У меня была физическая карта Свердловской области, на которой были эти горы, пара дорог к ней, и мы без труда нашли одну из них. Стояла отличная зимняя погода. Светило солнце и было тепло – всего градусов десять мороза. Мы не спеша ехали по заброшенной линии электропередач, временами останавливаясь на перекур и на фотосессию. Тогда у меня был подарок двоюродной сестры – пленочный фотоаппарат Смена-3, которым я снимал все, что имело для меня интерес – елка, вся в снегу, приятели рядом, лыжня, ручей, пробившийся из-под снега и горы вдалеке.
К подножию гор мы подъехали уже во второй половине дня. Впереди был Старик-камень. На его склонах не было леса, но на вершине были видны ели. Снег от ветров был превращен в наст, по которому было очень удобно подниматься к вершине. Когда мы, наконец, подъехали к группе елей на вершине, то уже наступили сумерки. Надо было позаботиться о ночлеге и ужине.

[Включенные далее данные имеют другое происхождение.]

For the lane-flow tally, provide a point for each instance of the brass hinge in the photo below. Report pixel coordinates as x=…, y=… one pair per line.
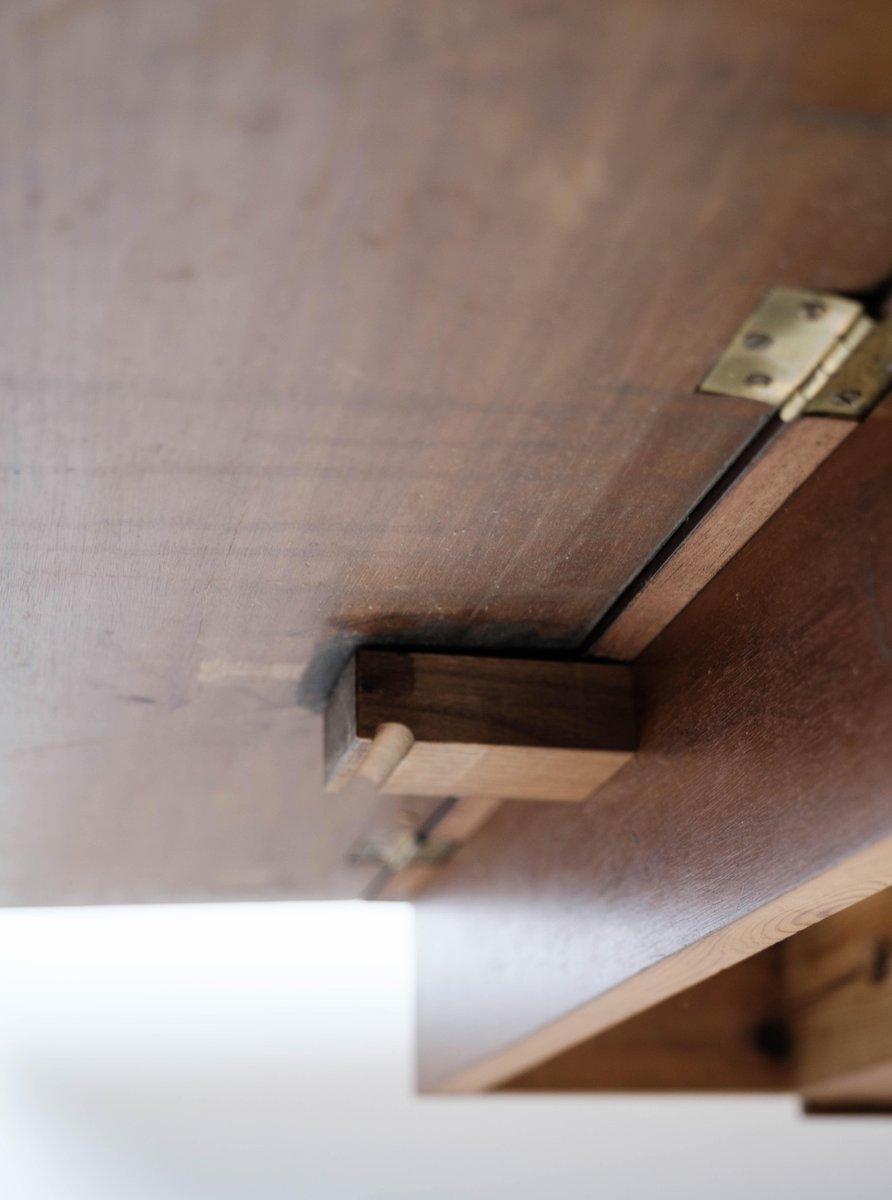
x=807, y=353
x=406, y=849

Срубили пару сухих елей, развели костер, и начали варить. На ужин были рожки с тушенкой и вино – «Белое крепкое», в массивной бутылке. Нам было тепло и хорошо после плотного ужина и вина. После перекура выкопали в снегу около костра две небольшие пещерки – одну для Володи и Лехи, которые должны были спать в одном геологическом спальном мешке, а одну для меня.
Межу тем в ночной морозной тишине начали раздаваться чьи-то голоса, и мы отправились узнать, к кому они принадлежат. Лыж не стали одевать, так как наст хорошо держал и не проваливался при ходьбе. Когда подошли поближе к вершине, то увидели в небольшой ложбинке большую палатку, в которой обосновались туристы. Их было человек семь, и большинство были девушки. Нас пригласили в гости, и мы не стали отказываться. Когда перезнакомились, появилась гитара и бутылка рисовой водки. Крепость у нее была больше, чем у обычной водки – пятьдесят пять градусов. Мы стали пить и закусывать наравне с хозяевами. После первой бутылки появилась вторая, а когда и она закончилась, третья.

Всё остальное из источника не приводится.